If you want to be a writer, write. You may have to get a day job to keep body and soul together (I cheated, and got a writing job, or lots of them, to feed me and pay the rent). If you aren’t going to be a writer, then go and be something else. It’s not a god-given calling. There’s nothing holy or magic about it. It’s a craft that mostly involves a lot of work, most of it spent sitting making stuff up and writing it down, and trying to make what you have made up and written down somehow better.
I think for me the tipping point was when I was a very young man. It was late at night, and I was lying in bed, and I thought, as I often thought, “I could be a writer. It’s what I want to be. I think it’s what I am.” And then I imagined myself in my eighties, possibly even on my deathbed, thinking that same thought, in a life when I’d never written anything. And I’d be an old man, with my life behind me, still telling myself I was really a writer — and I would never know if I was kidding myself or not.
So I thought it might be better to go off and be a writer, even if what I learned from the experience was that I wasn’t a writer.
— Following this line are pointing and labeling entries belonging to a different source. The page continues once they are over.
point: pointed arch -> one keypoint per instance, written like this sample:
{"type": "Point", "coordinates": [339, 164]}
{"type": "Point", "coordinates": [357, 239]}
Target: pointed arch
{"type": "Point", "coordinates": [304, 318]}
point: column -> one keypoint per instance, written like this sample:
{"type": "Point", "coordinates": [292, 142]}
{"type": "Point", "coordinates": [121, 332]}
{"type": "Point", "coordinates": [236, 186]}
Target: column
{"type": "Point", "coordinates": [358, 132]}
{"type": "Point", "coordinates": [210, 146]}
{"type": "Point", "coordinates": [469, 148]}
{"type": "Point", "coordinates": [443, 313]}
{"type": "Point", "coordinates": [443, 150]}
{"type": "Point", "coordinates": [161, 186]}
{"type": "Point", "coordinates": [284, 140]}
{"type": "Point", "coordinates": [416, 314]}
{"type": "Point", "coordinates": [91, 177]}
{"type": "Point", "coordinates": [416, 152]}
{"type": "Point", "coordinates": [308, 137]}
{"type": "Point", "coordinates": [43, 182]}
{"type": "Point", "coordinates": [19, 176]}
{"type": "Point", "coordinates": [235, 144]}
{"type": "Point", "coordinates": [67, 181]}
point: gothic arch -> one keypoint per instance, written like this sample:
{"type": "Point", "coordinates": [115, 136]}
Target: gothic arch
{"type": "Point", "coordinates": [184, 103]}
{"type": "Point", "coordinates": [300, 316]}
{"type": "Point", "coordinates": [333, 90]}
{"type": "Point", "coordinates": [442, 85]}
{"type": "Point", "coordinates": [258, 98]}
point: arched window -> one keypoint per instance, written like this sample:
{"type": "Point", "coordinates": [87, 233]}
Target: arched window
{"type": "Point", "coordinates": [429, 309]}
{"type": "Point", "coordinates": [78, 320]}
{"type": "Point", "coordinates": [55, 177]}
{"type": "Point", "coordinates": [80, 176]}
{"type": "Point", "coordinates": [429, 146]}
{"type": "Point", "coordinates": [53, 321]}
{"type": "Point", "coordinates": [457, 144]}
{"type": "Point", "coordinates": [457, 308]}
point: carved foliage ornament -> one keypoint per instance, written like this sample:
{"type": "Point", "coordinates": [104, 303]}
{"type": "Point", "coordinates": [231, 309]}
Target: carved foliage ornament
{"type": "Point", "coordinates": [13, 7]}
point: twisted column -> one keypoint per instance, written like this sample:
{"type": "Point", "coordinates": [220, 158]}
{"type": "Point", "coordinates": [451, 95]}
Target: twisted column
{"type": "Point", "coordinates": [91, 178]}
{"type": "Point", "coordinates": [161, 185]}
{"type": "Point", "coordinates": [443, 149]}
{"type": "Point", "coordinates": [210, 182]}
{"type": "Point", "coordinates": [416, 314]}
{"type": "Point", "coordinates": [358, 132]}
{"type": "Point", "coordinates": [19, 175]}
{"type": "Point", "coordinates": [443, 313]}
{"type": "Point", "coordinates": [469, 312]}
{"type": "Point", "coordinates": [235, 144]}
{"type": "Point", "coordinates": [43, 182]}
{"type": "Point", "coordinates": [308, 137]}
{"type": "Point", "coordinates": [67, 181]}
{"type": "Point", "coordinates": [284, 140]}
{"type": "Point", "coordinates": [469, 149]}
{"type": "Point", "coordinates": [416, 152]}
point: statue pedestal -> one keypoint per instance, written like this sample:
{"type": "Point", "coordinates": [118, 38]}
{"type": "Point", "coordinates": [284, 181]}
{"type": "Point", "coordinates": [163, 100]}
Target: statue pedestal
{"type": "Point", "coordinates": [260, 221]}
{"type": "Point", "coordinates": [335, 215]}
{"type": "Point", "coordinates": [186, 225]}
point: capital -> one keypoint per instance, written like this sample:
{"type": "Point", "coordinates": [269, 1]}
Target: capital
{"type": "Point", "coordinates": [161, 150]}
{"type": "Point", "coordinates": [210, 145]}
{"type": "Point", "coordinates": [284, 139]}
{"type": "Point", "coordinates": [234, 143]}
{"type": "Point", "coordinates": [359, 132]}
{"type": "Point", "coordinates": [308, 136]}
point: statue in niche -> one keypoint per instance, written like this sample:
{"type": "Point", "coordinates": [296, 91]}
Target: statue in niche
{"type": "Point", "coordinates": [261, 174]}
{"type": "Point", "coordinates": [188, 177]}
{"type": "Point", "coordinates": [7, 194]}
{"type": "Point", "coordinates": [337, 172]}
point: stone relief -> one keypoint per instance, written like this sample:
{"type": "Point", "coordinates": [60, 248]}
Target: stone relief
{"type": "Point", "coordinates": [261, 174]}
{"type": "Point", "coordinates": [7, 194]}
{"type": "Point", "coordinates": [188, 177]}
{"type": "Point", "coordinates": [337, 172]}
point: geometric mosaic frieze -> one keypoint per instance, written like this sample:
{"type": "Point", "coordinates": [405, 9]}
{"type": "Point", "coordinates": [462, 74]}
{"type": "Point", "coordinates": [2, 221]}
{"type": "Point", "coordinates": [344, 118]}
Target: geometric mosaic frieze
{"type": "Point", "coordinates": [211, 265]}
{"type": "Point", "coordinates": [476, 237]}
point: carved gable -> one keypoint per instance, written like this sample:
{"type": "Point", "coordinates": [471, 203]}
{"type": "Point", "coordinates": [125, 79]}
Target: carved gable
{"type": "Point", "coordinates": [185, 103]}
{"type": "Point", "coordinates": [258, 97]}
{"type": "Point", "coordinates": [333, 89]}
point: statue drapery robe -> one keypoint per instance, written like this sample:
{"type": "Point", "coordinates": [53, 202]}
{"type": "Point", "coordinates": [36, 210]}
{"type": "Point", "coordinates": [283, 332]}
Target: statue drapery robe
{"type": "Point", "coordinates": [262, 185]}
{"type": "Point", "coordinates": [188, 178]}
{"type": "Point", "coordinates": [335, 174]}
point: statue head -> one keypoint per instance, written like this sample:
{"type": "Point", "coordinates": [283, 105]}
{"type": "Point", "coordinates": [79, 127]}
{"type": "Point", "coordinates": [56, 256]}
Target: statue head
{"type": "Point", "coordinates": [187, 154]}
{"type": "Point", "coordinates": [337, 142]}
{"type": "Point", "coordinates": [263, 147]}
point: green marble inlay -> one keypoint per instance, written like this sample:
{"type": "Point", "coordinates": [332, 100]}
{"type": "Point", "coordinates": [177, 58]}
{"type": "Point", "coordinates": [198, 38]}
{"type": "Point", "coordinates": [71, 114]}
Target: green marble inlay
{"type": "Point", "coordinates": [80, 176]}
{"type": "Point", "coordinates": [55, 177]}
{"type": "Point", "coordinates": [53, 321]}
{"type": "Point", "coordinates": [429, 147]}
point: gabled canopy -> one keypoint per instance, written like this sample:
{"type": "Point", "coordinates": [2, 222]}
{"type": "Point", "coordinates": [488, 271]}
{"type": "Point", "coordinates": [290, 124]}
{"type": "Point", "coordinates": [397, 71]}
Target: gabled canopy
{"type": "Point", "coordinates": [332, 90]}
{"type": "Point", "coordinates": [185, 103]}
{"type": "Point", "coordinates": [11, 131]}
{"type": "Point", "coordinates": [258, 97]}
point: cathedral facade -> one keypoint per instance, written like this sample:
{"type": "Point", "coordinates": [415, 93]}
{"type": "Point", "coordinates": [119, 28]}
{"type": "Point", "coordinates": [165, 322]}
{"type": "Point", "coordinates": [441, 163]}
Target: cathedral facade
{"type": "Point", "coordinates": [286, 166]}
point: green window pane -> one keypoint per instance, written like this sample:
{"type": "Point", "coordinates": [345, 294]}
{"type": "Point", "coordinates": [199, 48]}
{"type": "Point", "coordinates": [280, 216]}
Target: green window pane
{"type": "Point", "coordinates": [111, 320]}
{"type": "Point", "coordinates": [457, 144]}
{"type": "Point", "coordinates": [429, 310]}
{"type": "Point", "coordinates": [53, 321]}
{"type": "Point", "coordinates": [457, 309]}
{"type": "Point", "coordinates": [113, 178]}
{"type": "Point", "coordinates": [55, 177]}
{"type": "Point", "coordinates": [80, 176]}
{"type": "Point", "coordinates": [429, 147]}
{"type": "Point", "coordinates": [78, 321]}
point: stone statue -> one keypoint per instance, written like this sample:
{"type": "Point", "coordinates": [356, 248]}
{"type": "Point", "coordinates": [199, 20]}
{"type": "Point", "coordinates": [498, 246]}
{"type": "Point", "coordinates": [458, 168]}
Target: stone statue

At least that way, I’d know.
If it’s input you need, find a helpful bunch of likeminded people, either in real life or on the web. And, as mentioned here before, there’s Clarion and Clarion West and Viable Paradise among others for the would-be SF-Fantasy writers. The SFWA has a list of workshops and groups, both virtual and visitable at http://www.sfwa.org/2009/06/links-to-writers-workshops/.
It does help, to be a writer, to have the sort of crazed ego that doesn’t allow for failure. The best reaction to a rejection slip is a sort of wild-eyed madness, an evil grin, and sitting yourself in front of the keyboard muttering “Okay, you bastards. Try rejecting this!” and then writing something so unbelievably brilliant that all other writers will disembowel themselves with their pens upon reading it, because there’s nothing left to write. Because the rejection slips will arrive. And, if the books are published, then you can pretty much guarantee that bad reviews will be as well. And you’ll need to learn how to shrug and keep going. Or you stop, and get a real job.